# I want to buy this Gary Moore Concert video



## GTmaker (Apr 24, 2006)

Hi Folks

been looking around and NO LUCK getting it so I'm asking here.

There is a concert video of Gary Moore called "Live Blues"
recorded in London 1993 at the "Town and Country 2 " nightclub.
BB King also makes a guest appearance.

If you have this video ( DVD format would be great but I am not hopefull )
I would love to buy it from you.

A full concert in AVI file ( or any other video format file ) will also be accepted...

let me know what you got and how much...
thanks in advance.
G.


----------



## Guest (Apr 10, 2013)

if you're using mozilla/firefox, download it from YT.

[video=youtube;xdwa7DIi_S4]http://www.youtube.com/watch?v=xdwa7DIi_S4[/video]


----------



## GTmaker (Apr 24, 2006)

laristotle said:


> if you're using mozilla/firefox, download it from YT.


First, thanks for that link...I had no idea that the whole concert was on youtube.

What I am hoping for is a bit better quality video then what I have seen on youtube.
Good concert videos are not easy to find and this one has a great recording mix that sounds fantastic.

Still hoping that someone has a decent recording.

keep on rockin

G.


----------



## Woof (Jan 13, 2010)

Found this link not sure if that's what you are looking for?


----------



## GTmaker (Apr 24, 2006)

Woof said:


> Found this link not sure if that's what you are looking for?

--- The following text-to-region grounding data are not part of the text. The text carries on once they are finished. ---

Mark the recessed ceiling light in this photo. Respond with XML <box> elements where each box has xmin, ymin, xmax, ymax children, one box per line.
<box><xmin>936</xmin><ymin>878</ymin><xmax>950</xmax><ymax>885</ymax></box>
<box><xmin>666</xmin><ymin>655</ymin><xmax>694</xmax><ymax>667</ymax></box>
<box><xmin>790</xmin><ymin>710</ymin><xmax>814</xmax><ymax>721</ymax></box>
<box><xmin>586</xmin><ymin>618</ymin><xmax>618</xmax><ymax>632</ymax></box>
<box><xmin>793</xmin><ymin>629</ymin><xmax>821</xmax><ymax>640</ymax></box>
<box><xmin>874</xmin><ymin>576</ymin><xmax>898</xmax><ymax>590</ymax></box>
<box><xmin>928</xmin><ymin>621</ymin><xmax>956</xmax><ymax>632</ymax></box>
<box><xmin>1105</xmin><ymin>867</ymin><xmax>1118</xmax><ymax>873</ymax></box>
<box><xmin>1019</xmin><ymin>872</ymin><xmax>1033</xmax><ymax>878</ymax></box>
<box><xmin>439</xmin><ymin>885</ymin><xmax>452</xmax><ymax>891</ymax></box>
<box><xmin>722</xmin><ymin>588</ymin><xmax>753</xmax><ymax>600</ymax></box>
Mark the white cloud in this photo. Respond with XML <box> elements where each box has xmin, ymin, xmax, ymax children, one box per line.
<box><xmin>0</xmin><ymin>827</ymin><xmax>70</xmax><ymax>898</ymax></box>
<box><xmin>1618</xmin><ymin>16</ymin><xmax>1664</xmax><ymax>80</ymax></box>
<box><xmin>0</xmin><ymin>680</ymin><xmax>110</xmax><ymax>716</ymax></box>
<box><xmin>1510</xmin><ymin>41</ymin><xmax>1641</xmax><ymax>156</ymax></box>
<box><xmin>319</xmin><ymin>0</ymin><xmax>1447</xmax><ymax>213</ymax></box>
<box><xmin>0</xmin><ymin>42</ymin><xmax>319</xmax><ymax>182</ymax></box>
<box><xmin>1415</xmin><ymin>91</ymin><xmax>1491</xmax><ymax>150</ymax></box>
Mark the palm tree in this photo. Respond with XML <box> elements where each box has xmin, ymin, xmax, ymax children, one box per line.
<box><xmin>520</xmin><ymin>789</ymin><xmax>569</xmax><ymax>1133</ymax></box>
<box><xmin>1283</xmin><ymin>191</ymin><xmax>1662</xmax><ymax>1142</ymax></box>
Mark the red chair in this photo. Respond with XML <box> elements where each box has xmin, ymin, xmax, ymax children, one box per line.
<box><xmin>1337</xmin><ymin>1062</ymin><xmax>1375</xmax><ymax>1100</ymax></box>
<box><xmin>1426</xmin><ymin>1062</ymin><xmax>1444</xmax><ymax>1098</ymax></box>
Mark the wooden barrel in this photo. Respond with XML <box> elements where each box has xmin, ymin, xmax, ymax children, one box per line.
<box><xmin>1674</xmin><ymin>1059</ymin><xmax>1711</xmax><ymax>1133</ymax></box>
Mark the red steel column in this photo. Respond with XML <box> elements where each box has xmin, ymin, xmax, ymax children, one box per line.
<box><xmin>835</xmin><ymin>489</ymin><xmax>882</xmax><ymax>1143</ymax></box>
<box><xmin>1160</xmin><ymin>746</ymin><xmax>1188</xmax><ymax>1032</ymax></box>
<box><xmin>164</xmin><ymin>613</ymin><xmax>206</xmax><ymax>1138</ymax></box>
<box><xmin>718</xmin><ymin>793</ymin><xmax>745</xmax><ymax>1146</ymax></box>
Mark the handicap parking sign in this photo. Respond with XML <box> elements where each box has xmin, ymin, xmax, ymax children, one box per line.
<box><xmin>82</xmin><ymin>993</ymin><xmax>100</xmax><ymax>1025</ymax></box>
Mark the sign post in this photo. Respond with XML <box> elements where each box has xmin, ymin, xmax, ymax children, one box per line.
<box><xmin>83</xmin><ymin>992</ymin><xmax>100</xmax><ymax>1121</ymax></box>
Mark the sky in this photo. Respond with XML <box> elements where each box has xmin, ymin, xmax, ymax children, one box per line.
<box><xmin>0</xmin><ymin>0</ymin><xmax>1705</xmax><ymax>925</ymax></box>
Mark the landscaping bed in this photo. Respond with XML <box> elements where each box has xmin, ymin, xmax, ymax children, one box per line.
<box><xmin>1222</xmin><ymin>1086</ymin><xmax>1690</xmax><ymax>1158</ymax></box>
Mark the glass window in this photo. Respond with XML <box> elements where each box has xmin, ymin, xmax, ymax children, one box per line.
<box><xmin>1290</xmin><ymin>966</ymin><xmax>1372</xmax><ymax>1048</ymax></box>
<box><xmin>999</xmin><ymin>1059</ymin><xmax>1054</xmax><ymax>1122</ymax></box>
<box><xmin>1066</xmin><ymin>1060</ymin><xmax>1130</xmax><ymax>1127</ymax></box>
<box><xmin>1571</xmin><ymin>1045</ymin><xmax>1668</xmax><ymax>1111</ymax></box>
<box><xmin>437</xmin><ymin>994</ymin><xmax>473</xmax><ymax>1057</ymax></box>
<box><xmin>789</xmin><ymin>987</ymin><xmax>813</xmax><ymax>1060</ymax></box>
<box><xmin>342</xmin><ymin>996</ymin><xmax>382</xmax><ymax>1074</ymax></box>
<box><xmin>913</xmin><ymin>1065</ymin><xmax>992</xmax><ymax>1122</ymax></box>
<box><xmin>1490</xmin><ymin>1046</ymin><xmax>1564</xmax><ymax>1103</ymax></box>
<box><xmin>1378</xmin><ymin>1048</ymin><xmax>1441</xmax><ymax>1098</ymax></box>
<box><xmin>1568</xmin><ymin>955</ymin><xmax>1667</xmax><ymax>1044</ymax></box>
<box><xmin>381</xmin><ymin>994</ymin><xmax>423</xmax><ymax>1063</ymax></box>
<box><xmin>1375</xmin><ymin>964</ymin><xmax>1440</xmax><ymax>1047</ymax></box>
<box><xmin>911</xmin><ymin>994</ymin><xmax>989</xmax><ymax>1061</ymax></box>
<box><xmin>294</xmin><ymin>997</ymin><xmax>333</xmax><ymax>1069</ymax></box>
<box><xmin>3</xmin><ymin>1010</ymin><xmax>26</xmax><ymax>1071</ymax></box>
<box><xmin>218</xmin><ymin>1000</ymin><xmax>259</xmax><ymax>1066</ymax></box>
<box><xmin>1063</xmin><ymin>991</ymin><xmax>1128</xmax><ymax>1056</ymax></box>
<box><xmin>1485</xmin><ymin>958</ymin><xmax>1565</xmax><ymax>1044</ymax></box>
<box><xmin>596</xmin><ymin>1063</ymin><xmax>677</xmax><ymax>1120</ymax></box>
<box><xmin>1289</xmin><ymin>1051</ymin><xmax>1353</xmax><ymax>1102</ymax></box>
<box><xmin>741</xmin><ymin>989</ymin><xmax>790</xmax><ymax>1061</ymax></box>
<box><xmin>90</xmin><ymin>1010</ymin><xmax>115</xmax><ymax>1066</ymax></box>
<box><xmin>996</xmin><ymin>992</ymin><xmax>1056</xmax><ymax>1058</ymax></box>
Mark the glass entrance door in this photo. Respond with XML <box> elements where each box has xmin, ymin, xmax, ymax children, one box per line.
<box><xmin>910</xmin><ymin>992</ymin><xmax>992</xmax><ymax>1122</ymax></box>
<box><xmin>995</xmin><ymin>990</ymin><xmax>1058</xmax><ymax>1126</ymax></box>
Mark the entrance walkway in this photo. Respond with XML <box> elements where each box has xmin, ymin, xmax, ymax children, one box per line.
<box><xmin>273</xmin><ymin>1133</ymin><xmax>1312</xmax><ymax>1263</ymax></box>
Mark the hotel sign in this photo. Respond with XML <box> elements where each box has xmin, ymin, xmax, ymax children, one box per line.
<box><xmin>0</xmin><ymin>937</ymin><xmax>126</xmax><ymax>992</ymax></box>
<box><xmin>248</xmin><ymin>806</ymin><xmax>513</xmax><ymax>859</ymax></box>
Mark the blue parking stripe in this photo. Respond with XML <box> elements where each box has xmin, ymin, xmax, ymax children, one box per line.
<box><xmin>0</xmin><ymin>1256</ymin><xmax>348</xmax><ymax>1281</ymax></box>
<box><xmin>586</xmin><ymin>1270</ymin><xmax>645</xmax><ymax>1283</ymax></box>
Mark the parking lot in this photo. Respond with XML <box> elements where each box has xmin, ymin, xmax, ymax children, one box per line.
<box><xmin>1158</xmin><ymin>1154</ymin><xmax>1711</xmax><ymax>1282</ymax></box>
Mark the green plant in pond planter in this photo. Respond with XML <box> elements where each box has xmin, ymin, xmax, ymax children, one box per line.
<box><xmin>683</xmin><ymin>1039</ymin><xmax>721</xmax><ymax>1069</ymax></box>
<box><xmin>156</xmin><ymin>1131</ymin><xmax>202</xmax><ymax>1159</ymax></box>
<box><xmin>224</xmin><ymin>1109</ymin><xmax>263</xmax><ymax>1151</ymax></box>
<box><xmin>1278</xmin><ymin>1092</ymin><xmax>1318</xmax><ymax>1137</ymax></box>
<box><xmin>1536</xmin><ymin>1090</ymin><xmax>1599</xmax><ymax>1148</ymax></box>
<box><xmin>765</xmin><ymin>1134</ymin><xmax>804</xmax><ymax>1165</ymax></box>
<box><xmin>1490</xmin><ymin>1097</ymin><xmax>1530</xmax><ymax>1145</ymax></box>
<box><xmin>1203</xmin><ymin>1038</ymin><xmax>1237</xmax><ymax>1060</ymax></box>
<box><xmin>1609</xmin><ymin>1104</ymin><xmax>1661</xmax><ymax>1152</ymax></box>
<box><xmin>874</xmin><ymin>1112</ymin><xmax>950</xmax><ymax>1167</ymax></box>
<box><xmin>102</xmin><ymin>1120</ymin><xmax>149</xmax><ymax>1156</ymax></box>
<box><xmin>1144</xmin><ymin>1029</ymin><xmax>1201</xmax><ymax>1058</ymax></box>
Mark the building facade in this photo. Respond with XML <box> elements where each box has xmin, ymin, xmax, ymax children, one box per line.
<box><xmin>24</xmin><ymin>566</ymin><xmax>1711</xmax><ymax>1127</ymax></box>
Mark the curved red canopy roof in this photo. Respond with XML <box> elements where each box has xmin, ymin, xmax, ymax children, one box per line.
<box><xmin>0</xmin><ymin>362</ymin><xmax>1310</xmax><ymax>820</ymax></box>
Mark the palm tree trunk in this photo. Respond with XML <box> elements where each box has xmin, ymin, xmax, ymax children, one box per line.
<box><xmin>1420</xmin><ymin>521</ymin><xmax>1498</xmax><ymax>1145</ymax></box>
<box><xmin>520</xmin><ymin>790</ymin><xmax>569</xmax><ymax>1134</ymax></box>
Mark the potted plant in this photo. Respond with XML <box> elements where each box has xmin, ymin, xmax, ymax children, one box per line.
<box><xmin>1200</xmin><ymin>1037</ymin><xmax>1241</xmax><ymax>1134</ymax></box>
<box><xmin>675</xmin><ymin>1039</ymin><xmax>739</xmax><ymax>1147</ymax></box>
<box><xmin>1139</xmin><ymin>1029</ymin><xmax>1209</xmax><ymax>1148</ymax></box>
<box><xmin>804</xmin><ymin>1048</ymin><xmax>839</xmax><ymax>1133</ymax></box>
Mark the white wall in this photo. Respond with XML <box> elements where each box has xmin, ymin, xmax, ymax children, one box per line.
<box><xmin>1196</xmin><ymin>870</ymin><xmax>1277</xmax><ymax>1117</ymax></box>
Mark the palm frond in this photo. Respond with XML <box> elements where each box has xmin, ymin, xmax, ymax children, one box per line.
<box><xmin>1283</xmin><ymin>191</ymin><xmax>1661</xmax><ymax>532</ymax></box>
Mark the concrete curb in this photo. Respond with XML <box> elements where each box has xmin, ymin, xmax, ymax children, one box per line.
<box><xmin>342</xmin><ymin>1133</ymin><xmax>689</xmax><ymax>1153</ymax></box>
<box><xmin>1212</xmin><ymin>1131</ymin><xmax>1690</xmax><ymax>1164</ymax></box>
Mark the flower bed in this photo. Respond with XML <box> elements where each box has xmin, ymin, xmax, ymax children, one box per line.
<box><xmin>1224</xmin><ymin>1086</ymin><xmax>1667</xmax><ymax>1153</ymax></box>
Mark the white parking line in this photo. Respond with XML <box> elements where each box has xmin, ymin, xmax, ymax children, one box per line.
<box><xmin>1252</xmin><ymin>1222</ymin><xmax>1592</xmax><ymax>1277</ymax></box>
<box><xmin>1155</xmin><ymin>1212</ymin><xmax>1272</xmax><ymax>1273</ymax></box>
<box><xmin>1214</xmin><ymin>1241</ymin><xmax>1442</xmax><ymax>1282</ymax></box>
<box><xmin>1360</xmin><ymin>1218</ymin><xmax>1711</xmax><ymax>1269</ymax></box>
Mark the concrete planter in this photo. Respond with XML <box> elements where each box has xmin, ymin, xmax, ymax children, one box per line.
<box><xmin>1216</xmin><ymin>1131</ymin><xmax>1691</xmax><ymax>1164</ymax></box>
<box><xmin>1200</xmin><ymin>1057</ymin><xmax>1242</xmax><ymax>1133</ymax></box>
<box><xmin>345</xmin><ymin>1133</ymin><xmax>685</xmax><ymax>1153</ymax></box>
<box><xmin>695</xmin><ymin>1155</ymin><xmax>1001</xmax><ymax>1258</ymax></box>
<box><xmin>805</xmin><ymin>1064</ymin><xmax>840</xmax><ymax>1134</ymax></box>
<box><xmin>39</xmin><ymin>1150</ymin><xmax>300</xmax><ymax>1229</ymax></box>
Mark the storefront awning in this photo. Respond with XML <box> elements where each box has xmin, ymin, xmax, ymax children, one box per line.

thanks so much for that link
I also found this one ( waiting to see if they will ship to Canada and how much to do so)
http://www.maximumsound.org//Gary-Moore-Ballads-Blues-Live-Blues-wBB-King-DVD_p_1188.html

let see what happens
G.


----------



## GTmaker (Apr 24, 2006)

GTmaker said:


> thanks so much for that link
> I also found this one ( waiting to see if they will ship to Canada and how much to do so)
> http://www.maximumsound.org//Gary-Moore-Ballads-Blues-Live-Blues-wBB-King-DVD_p_1188.html
> 
> ...


Just a quick update on my DVD order..
placed the order 3 weeks ago, order was shipped 2 weeks ago, and the dammed thing finaly shows up today.
Better late then never I guess....
The DVDs are pretty good...actualy 2 are realy good and 2 are pretty bad productions. I guess its just a luck of the draw on production value.
I will remind you that I paid 12 bucks each and NO shipping charges.

I was getting worried that I would never see the shipment But now that I have them , it seems like a good deal.

thats it for now

G.


----------